Наша позиция в этом вопросе должна быть модифицирована таким образом, чтобы она предусматривала согласие правительства Японии на применение принципа недискриминации ко всему Тихоокеанскому региону, включая Китай, при условии, что этот принцип будет применяться во всем мире. (Эта модификация являлась откликом на настойчивые требования об универсальном применении данного принципа, которые высказывал госсекретарь Хэлл, и представляла собой отказ Японии от претензий на торговые преимущества в Китае по причине географической близости Неоднократно разъясненное намерение Японии не ограничивать справедливую экономическую деятельность третьих держав в Китае на основе’ справедливости при этом не менялось).

2. Толкование и выполнение Трехстороннего пакта

(С учетом доклада нашего посольства из Вашингтона о достижении общего взаимопонимания в этот пункт не было внесено никаких изменений. Имелось в виду продолжить поиск подходящей формы для выражения такого взаимопонимания до урегулировании всех остальных вопросов)

3. Вывод войск.

(а) Вывод войск из Китая.

Войска будут размещены в обозначенных районах Северного Китая, в Мэнцзяне и на острове Хайнань в течение необходимого периода времени после установления мира между Японией и Китаем, а все другие войска будут выведены в течение двух лет. ("Необходимый период” - пять лет. Что касается Хайнаня, который упоминался в письменном заключении бывшего министра иностранных дел Тоёда. то Соединенным Штатам должно было быть известно о наших пожеланиях в отношении этого острова, ибо он упоминался в японо-китайском Договоре об основах взаимоотношений. В предложении "А” отсутствовало положение о размещении войск в шанхайской "треугольной зоне" и в Амос. Ранее США неоднократно признавали, что для вывода войск потребуется некоторое время)

(б) Вывод войск из Французского Индокитая.

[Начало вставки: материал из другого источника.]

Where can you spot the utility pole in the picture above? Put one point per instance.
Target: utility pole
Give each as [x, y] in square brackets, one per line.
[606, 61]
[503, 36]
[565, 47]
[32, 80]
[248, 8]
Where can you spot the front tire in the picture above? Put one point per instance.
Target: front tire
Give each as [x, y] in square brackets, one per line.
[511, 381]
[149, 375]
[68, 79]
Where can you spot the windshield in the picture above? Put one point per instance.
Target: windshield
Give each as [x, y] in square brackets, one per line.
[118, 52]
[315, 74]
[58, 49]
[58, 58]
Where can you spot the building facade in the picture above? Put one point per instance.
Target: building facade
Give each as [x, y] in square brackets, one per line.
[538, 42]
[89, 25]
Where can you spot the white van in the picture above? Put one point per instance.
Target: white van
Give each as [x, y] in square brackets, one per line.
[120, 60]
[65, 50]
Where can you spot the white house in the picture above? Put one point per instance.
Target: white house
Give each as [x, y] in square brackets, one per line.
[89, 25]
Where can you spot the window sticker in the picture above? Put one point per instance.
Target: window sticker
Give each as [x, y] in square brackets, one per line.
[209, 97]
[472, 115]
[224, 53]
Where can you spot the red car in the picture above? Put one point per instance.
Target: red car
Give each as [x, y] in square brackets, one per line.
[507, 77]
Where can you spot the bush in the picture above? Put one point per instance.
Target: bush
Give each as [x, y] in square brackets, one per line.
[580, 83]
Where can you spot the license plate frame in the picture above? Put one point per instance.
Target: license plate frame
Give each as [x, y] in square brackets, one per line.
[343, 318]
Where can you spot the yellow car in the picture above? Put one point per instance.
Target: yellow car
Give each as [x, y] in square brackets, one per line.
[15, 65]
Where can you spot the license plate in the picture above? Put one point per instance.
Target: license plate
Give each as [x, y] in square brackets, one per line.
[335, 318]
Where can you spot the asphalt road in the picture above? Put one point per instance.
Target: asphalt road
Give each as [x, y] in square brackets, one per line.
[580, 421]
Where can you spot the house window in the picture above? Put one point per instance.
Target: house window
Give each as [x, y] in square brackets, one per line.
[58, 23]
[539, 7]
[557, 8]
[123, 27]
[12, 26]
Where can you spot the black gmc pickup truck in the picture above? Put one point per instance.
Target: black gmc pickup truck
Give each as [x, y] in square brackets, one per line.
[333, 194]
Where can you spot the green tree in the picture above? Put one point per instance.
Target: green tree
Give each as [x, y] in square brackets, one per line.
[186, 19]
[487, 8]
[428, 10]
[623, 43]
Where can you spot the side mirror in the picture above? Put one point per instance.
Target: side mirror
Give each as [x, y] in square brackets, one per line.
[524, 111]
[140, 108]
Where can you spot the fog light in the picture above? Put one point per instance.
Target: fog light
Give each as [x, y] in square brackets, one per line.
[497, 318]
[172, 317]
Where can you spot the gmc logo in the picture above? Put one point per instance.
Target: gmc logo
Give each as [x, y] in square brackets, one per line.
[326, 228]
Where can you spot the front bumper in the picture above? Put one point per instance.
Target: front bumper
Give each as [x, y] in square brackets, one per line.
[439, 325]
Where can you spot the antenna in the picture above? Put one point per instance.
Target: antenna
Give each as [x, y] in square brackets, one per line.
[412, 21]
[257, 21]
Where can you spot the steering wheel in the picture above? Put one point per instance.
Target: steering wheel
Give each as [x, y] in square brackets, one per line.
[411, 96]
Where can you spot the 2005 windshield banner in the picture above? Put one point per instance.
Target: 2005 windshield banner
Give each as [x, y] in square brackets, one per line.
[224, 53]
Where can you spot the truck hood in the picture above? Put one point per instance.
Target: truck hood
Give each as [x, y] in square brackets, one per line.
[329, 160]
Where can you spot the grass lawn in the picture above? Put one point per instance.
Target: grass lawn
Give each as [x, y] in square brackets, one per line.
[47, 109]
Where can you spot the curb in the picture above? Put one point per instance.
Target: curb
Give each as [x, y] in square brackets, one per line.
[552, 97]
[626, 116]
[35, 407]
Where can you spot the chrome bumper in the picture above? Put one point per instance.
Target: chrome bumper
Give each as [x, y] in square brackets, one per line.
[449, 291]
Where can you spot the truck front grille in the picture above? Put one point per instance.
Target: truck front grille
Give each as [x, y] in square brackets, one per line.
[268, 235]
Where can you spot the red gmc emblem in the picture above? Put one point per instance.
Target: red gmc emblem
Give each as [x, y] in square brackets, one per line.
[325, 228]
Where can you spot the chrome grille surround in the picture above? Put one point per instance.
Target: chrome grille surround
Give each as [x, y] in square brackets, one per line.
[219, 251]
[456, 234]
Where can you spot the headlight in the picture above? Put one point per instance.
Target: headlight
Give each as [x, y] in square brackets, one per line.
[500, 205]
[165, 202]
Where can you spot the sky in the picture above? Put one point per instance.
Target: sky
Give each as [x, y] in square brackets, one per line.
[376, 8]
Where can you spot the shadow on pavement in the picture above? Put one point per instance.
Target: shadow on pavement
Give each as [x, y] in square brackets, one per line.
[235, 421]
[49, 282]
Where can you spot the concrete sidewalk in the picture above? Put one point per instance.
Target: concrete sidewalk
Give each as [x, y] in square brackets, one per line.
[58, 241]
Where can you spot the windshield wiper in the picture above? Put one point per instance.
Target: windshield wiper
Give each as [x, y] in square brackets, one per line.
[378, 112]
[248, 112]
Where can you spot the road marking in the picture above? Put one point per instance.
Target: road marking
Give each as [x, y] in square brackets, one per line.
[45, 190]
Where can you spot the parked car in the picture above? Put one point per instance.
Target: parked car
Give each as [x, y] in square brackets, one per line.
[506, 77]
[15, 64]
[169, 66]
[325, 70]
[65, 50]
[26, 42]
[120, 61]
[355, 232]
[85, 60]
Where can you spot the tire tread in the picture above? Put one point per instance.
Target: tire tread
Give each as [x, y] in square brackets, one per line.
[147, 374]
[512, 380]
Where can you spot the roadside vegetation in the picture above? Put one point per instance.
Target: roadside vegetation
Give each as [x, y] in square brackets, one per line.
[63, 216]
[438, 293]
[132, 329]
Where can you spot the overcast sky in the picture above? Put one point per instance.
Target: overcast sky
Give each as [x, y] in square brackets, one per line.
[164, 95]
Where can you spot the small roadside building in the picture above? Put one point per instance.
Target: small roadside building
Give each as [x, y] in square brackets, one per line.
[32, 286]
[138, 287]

(Так как согласно предложению от 25 сентября Япония обязывалась не передвигать войска из Индокитая в прилегающие регионы, США нс должны были испытывать опасений по поводу японских военных акций, если только они понимали искренние намерения Японии Однако сентябрьское предложение поставило вывод войск в зависимость от "установления справедливого мира в Тихоокеанском регионе" Такая формулировка была весьма туманной, и поэтому в предложении "А" сроком для вывода войск устанавливался момент урегулирования "Китайского инцидента" Мой подход к вывод} войск hj Французского Индокитая отражен в пункте 5, предложен и я "Б", которое приводится ниже. Я полагал, что, если США продемонстрируют большую склонность к переговорам, мне удастся выработать окончательный план, куда бы вошли те положения из двух моих предложений, которые были благоприятны для американцев).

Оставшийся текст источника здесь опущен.